Avoid perishable short term information. William James, “the art of being wise is knowing what to overlook.” Nick and Zac focus on information with a long shelf life. Short term information gives false signals about reality. The only way to avoid being agitated is to avoid the short term information source. Intentionally disconnect from noise.
Avoid buying information and do your own research. Read annual reports and visit companies.
Destination Analysis:
Questions to dig up long shelf life information:
What’s your intended destination for this business in the next 10-20 years?
What must management be doing today to raise the probability of arriving at that destination?
What would prevent this company from reaching such a favorable destination?
What are the inputs required for this business to fulfill its potential?
Is the company strengthening relationships with customers by giving superior value/price/service?

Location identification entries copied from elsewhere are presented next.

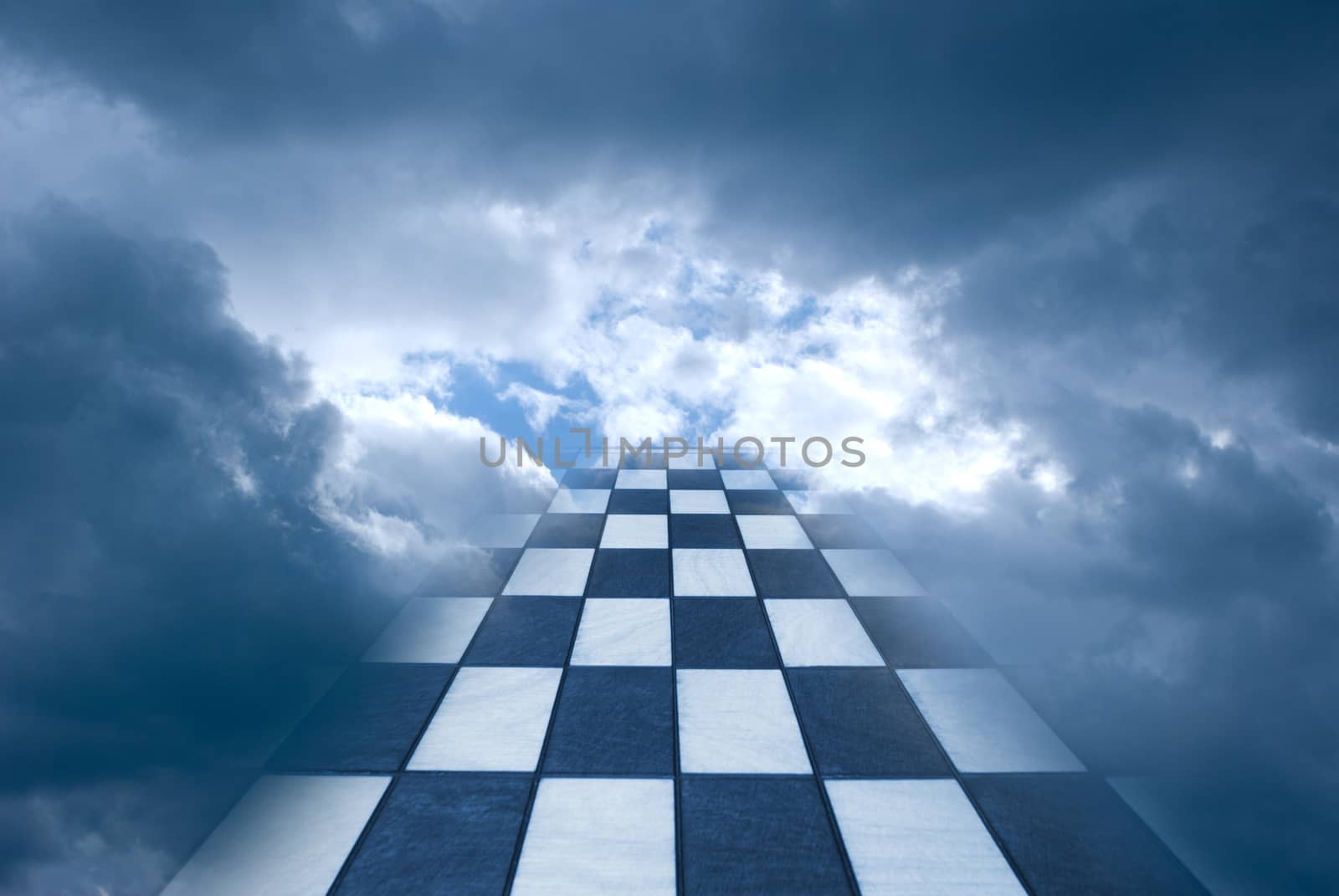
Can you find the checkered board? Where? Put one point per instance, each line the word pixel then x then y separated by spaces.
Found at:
pixel 678 681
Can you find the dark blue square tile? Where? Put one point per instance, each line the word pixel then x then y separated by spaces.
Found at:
pixel 613 721
pixel 567 530
pixel 526 631
pixel 703 530
pixel 441 833
pixel 588 479
pixel 721 632
pixel 840 530
pixel 629 573
pixel 765 836
pixel 367 722
pixel 861 724
pixel 919 632
pixel 470 573
pixel 1071 835
pixel 758 501
pixel 793 573
pixel 700 479
pixel 639 501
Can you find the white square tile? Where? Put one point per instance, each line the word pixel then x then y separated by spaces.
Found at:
pixel 817 503
pixel 599 836
pixel 813 631
pixel 640 479
pixel 551 571
pixel 492 719
pixel 430 630
pixel 872 573
pixel 698 501
pixel 288 835
pixel 580 501
pixel 772 530
pixel 711 572
pixel 984 724
pixel 738 721
pixel 636 530
pixel 623 631
pixel 747 479
pixel 690 461
pixel 917 838
pixel 501 530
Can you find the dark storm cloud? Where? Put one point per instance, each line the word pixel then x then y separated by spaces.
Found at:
pixel 1131 182
pixel 859 136
pixel 154 617
pixel 901 127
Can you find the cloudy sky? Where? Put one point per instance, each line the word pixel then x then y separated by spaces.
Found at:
pixel 268 274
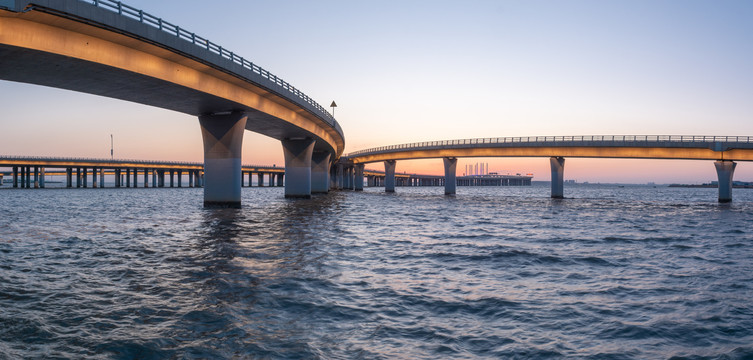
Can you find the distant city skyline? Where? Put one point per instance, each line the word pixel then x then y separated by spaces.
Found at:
pixel 420 71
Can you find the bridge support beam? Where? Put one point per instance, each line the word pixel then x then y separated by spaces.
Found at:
pixel 358 179
pixel 319 172
pixel 558 177
pixel 340 176
pixel 389 175
pixel 450 170
pixel 223 140
pixel 724 172
pixel 298 154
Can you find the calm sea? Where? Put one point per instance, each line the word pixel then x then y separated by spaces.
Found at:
pixel 632 272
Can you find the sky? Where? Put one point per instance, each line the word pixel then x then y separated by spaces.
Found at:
pixel 410 71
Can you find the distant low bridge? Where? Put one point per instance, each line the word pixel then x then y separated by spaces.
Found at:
pixel 107 48
pixel 724 150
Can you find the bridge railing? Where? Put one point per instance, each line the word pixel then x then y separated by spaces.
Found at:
pixel 17 158
pixel 172 29
pixel 563 141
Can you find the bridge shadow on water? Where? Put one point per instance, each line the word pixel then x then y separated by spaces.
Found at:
pixel 258 278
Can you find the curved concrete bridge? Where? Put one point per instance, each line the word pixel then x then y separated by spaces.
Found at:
pixel 725 150
pixel 105 48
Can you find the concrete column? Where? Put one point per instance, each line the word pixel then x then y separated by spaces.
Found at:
pixel 389 175
pixel 320 172
pixel 450 169
pixel 558 176
pixel 724 172
pixel 358 180
pixel 223 141
pixel 352 178
pixel 340 176
pixel 298 155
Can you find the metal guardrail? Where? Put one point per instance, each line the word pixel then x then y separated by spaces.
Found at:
pixel 563 141
pixel 116 161
pixel 172 29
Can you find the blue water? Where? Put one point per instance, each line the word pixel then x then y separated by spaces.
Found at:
pixel 631 272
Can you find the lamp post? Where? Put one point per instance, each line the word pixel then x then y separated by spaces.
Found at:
pixel 333 106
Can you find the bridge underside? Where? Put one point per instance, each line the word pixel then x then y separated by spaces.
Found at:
pixel 683 153
pixel 75 56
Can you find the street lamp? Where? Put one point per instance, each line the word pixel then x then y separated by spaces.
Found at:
pixel 333 106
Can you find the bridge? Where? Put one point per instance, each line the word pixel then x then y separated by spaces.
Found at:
pixel 30 171
pixel 724 150
pixel 106 48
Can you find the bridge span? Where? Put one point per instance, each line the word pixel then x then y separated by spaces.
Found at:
pixel 724 150
pixel 106 48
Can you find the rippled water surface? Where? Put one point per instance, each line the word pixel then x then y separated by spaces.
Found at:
pixel 609 273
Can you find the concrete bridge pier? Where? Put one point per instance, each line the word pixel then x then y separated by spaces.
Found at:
pixel 223 140
pixel 351 178
pixel 358 183
pixel 558 176
pixel 389 175
pixel 450 181
pixel 724 172
pixel 319 172
pixel 340 176
pixel 298 155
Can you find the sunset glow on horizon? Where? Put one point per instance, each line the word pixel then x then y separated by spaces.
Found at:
pixel 423 71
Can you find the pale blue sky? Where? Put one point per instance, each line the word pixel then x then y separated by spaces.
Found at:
pixel 432 70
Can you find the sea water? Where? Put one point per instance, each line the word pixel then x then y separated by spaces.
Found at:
pixel 633 272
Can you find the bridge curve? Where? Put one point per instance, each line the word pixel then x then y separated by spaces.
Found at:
pixel 737 148
pixel 725 150
pixel 106 48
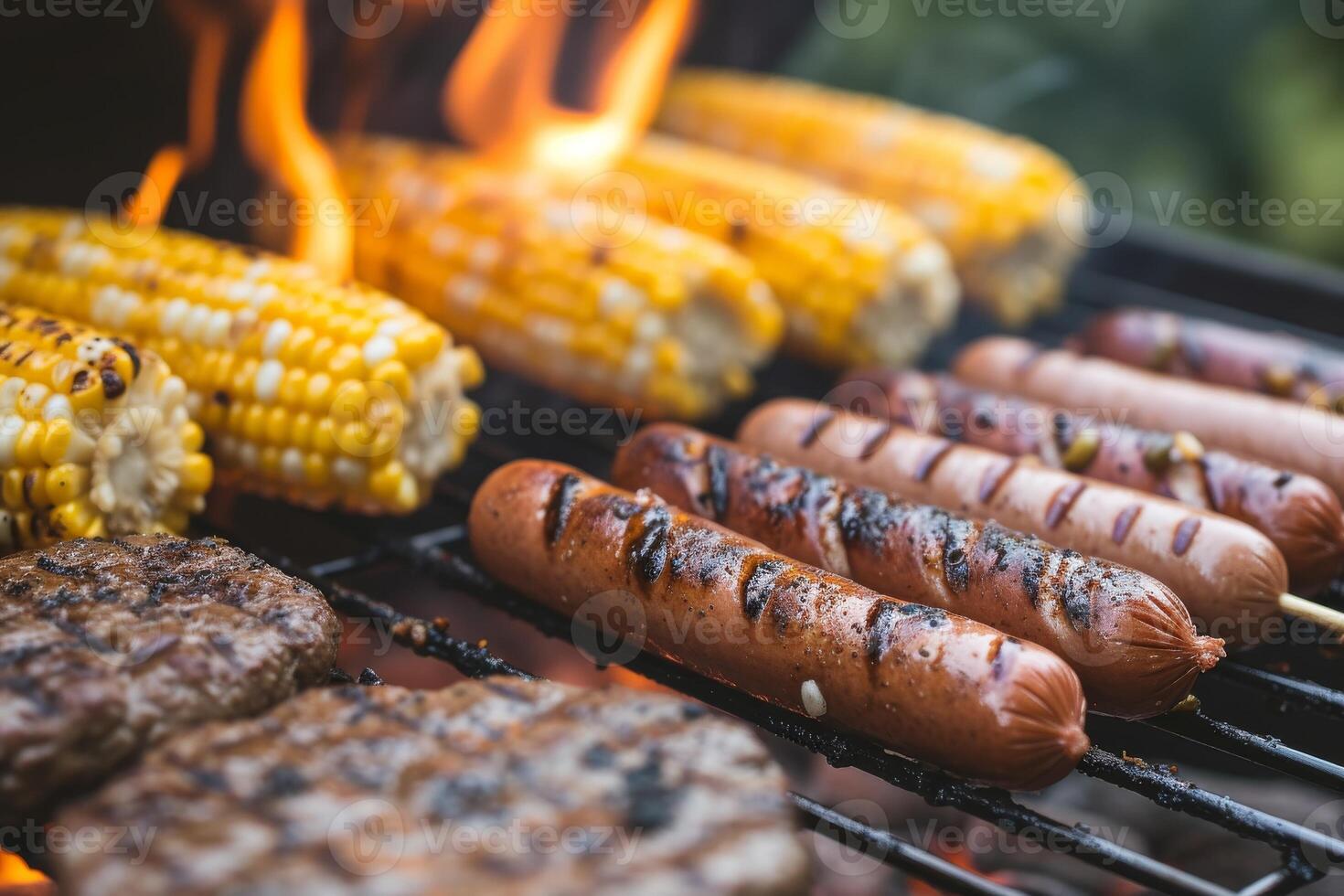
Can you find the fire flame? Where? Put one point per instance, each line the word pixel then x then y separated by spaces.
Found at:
pixel 210 45
pixel 277 137
pixel 15 873
pixel 499 91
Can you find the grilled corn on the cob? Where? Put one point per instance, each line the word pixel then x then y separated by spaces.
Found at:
pixel 631 312
pixel 323 394
pixel 94 435
pixel 1007 208
pixel 859 280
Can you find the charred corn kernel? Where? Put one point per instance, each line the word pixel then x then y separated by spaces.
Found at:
pixel 91 429
pixel 859 281
pixel 1008 209
pixel 552 285
pixel 69 481
pixel 261 344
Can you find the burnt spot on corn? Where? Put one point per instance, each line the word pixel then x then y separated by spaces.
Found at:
pixel 132 354
pixel 648 554
pixel 758 584
pixel 929 461
pixel 1186 535
pixel 560 507
pixel 717 465
pixel 112 384
pixel 814 432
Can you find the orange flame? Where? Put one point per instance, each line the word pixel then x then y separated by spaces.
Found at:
pixel 277 137
pixel 499 91
pixel 210 43
pixel 16 876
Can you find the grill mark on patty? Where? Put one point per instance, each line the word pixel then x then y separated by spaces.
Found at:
pixel 560 507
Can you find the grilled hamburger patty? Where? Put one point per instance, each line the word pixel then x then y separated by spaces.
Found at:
pixel 109 646
pixel 495 786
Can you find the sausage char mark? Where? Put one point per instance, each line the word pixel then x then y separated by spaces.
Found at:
pixel 648 554
pixel 1184 535
pixel 877 441
pixel 1062 501
pixel 995 477
pixel 867 516
pixel 814 432
pixel 560 507
pixel 758 584
pixel 1124 523
pixel 717 466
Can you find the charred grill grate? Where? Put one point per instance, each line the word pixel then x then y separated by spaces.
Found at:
pixel 433 544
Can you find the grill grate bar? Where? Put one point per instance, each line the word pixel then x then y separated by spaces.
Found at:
pixel 901 853
pixel 1295 692
pixel 937 789
pixel 1264 752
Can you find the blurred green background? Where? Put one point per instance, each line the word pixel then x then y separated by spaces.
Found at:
pixel 1189 101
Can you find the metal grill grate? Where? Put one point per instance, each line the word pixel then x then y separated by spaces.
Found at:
pixel 433 544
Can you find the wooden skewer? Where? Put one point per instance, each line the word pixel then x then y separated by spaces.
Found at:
pixel 1324 618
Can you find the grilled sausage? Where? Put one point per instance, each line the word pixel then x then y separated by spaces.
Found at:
pixel 1275 432
pixel 1298 513
pixel 915 678
pixel 1270 363
pixel 1229 575
pixel 1128 637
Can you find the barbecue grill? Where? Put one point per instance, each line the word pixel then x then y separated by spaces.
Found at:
pixel 332 551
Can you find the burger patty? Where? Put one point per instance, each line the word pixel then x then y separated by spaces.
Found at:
pixel 109 646
pixel 495 786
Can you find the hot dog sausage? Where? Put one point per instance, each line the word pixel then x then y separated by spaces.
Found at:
pixel 1229 575
pixel 918 680
pixel 1128 637
pixel 1275 432
pixel 1270 363
pixel 1298 513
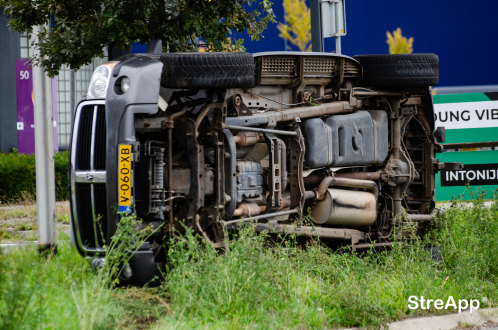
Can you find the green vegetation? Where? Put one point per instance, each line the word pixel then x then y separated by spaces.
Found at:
pixel 83 29
pixel 399 44
pixel 261 284
pixel 297 29
pixel 18 177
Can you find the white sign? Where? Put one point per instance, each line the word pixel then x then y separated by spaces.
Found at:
pixel 466 114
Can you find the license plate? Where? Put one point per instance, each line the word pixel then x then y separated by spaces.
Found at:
pixel 124 179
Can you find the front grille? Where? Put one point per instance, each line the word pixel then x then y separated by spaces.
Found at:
pixel 320 65
pixel 351 69
pixel 84 138
pixel 89 199
pixel 101 211
pixel 84 199
pixel 100 136
pixel 279 65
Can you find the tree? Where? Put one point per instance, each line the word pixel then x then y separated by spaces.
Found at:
pixel 399 44
pixel 297 30
pixel 82 28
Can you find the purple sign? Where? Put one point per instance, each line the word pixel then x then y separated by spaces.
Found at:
pixel 25 109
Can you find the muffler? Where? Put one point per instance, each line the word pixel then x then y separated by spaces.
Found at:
pixel 346 208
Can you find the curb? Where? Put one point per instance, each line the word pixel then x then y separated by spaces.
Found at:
pixel 444 322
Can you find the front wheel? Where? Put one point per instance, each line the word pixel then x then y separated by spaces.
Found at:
pixel 399 70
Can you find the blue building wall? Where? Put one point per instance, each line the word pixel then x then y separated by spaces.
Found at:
pixel 464 34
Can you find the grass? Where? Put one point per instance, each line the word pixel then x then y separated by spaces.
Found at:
pixel 261 284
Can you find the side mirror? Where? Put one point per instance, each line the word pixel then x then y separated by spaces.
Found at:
pixel 155 46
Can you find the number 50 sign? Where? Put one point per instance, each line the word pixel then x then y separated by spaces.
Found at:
pixel 24 74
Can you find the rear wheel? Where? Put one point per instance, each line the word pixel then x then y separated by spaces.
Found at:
pixel 207 70
pixel 399 70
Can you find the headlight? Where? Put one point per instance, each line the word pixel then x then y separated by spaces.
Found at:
pixel 100 81
pixel 125 84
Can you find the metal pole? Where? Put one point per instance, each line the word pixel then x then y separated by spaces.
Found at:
pixel 316 26
pixel 72 92
pixel 44 156
pixel 395 104
pixel 338 45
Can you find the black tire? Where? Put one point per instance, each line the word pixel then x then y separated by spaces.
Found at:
pixel 207 70
pixel 399 70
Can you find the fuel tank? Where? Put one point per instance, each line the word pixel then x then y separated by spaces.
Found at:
pixel 345 207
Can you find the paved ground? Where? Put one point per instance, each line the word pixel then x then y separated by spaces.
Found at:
pixel 18 224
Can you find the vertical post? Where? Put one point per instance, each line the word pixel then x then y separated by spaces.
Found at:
pixel 316 26
pixel 397 198
pixel 72 92
pixel 44 156
pixel 337 45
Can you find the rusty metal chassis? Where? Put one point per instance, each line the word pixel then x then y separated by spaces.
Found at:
pixel 213 124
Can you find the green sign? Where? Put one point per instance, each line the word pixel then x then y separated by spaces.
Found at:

Is the CEO allocating capital in a rational long term way?
Does the company treat employees/suppliers/customers in any kind of shortsighted way?
For any goal, ask “What inputs are required now to boost my odds of reaching that destination?”
Avoid Viagra tactics. Short term high excitement strategies are viagra tactics. Avoid leverage, shorting, options, futures, macroeconomic bets, trading on news, exotic financial instruments. Instead play a long simple game.
Subcontract rational decision making. Look for businesses run by farsighted rational managers and let them invest so you don’t have to buy and sell shares.
Scale economies shared. One business model accounts for companies with the longest shelf light: growing by giving back. Formidably efficient firms keep costs low and pass most savings back to consumers who reciprocate by doing more business with them.
It’s not about the cake. External goals are like cake. We think the cake will satisfy us but it won’t. What really satisfies us are internal personal goals within the goal - the process of solving the problem, learning along the way, and doing a quality job - that lead to the cake.
The Joy of Nonremorse. Learning to take pleasure in resisting unhealthy, unskilful, stupid behavior. Imagine clearly the benefits of long term deferral. All the mistakes come from reaching for some short term fix or high. All success comes from impulse control, deferred gratification, and long term perspective by adhering to a quality process, and systematically resisting impulsive inner and outer forces. The capacity to suffer defines greatness as patient sacrifice of something today to gain something tomorrow.